Turkish media have speculated that homegrown radical Islamic militants affiliated with al-Qaeda are preparing to avenge the May 2 killing of al-Qaeda leader Osama bin Laden in the Pakistani garrison town of Abbottabad by US forces.
In Washington on Wednesday, US Department of State spokesman Mark Toner said: “We’ve obviously seen the press reports. I’m aware that our embassy is in touch, as they always are, with Turkish authorities about these arrests.”
Clinton is to visit Istanbul today and tomorrow to meet with the Libya Contact Group, which includes more than 40 nations that are participating in or are backing the NATO mission supporting opponents of Libyan leader Muammar Qaddafi. Clinton is also scheduled to meet with Turkish officials to discuss Libya, Syria and the Middle East peace process.
Al-Qaeda’s austere and violent interpretation of Islam receives little public backing in Turkey, a predominantly Muslim, but officially secular country.
However, al-Qaeda and several other radical Islamic groups have been active in Turkey before.
Last month, police arrested 10 suspected al-Qaeda militants in the southern Turkish city of Adana, which is home to the Incirlik Air Base used by the US to transfer noncombat supplies to Iraq and Afghanistan.
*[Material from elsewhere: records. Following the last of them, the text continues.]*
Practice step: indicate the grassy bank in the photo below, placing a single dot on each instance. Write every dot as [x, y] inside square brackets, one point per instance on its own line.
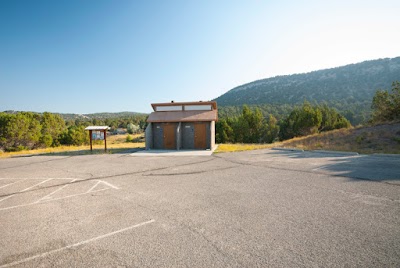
[384, 138]
[115, 144]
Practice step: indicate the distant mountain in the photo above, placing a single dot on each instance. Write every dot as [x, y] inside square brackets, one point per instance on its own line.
[99, 115]
[93, 116]
[343, 87]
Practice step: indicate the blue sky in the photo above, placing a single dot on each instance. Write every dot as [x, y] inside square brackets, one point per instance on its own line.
[110, 56]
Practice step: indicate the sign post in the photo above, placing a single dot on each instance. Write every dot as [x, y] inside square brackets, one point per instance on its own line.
[98, 133]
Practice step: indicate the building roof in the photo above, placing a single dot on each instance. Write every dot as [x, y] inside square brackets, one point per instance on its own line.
[212, 103]
[183, 116]
[97, 128]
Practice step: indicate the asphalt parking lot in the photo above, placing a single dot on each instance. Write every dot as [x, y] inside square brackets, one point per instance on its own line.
[263, 208]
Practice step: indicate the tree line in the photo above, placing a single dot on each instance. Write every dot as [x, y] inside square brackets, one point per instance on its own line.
[252, 126]
[28, 130]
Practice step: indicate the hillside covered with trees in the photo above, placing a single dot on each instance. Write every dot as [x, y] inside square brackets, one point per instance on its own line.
[28, 130]
[349, 89]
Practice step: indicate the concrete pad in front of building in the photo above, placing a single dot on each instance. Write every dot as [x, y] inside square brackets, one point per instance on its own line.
[174, 152]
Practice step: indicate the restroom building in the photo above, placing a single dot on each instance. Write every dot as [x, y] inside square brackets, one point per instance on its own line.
[182, 125]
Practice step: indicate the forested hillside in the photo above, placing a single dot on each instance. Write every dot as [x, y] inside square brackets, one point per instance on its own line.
[28, 130]
[349, 89]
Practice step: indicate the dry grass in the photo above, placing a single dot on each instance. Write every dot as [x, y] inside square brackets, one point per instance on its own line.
[223, 148]
[115, 144]
[383, 138]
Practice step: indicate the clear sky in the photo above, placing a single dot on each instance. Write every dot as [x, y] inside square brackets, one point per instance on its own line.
[108, 56]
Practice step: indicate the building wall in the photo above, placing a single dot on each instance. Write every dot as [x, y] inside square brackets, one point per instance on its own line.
[184, 133]
[212, 131]
[179, 136]
[158, 136]
[149, 136]
[187, 135]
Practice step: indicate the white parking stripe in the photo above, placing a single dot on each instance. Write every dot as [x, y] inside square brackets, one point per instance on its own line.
[59, 189]
[7, 197]
[51, 199]
[94, 186]
[35, 185]
[76, 244]
[11, 183]
[109, 184]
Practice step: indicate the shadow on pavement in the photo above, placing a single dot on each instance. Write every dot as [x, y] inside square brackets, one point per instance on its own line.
[364, 167]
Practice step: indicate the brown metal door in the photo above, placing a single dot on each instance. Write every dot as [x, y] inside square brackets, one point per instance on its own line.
[200, 136]
[169, 136]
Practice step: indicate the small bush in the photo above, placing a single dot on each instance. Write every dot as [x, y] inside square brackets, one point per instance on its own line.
[129, 138]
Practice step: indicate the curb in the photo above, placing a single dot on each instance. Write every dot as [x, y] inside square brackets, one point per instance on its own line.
[334, 152]
[386, 155]
[287, 149]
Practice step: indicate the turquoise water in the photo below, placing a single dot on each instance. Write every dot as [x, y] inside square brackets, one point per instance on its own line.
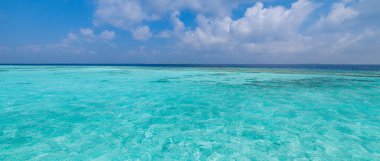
[192, 113]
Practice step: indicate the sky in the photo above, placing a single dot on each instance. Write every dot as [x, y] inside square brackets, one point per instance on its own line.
[190, 31]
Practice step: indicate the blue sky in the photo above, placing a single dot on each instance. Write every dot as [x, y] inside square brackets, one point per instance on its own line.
[190, 31]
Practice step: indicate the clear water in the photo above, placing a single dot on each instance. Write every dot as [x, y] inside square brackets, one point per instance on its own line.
[174, 113]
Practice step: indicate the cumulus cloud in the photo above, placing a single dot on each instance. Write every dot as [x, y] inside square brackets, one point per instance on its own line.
[132, 14]
[107, 35]
[259, 29]
[80, 42]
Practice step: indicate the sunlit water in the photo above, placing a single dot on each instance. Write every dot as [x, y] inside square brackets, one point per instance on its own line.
[192, 113]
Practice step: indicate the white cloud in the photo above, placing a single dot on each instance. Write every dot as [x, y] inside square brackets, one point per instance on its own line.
[87, 32]
[259, 28]
[339, 13]
[142, 33]
[120, 13]
[107, 35]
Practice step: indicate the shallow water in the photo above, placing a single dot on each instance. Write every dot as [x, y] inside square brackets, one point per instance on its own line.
[188, 113]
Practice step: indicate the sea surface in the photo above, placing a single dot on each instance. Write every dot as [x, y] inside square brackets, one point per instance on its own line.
[174, 112]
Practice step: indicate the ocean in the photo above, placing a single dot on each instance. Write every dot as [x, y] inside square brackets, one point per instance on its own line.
[189, 112]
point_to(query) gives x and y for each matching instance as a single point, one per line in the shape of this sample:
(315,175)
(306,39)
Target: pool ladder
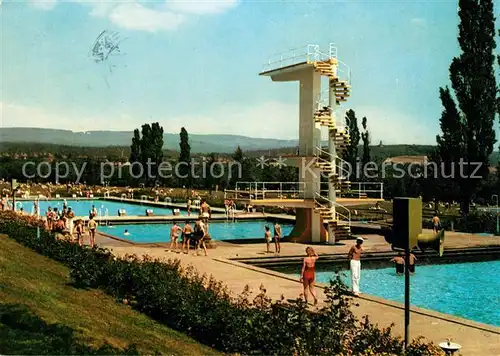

Authorities have said Islamic militants tied to al-Qaeda planned to attack Incirlik in the past, but were deterred by high security.
Turkish authorities have said dozens of Turkish Islamic militants have received training in Afghanistan.
In 2008, an attack blamed on al-Qaeda-affiliated militants outside the US consulate in Istanbul left three assailants and three policemen dead.
In 2003, homegrown Islamic militants tied to al-Qaeda attacked the British Consulate, a British bank and two synagogues in Istanbul, killing 58 people.